Les intérêts de classe qui sous-tendent cette politique ont été crûment exprimés dans un récent entretien accordé à la radio grecque To Vima par la commissaire européenne, Maria Damanaki : « La stratégie de la commission européenne au cours des 18 ou 24 mois écoulés a été de réduire les coûts du travail dans tous les pays européens afin d'améliorer la compétitivité des compagnies européennes sur leurs rivales d'Europe de l'Est et d'Asie. »

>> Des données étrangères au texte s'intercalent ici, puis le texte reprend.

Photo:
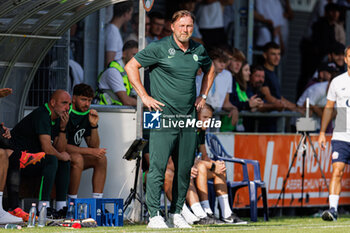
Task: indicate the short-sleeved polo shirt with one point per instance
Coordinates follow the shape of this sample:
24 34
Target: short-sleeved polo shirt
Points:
173 73
339 91
26 133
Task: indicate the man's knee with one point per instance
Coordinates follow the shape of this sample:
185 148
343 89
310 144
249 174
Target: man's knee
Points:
77 161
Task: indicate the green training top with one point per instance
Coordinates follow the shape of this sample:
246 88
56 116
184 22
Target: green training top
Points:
25 134
173 73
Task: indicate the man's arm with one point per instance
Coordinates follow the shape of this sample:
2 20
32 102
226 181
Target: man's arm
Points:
207 81
45 141
233 111
125 99
110 55
132 69
326 118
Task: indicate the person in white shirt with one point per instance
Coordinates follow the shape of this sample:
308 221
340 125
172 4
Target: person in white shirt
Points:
219 94
338 94
113 39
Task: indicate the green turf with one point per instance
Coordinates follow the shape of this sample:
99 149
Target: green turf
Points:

Ces intérêts sous-tendent les défaites infligées à chaque tentative de la classe ouvrière européenne de faire changer depuis 2009 la politique communautaire. Les grèves de protestations ont été ignorées et le mouvement de grève a été isolé par la bureaucratie syndicale et, le cas échéant, comme lors des grèves de 2010 des routiers grecs, des travailleurs du secteur pétrolier et des contrôleurs du ciel espagnols, écrasés par les forces de sécurité. Les élites dirigeantes européennes considèrent l’appauvrissement de la classe ouvrière comme une mesure nécessaire pour accroître leur profit et améliorer leur position concurrentielle sur l’échiquier mondial.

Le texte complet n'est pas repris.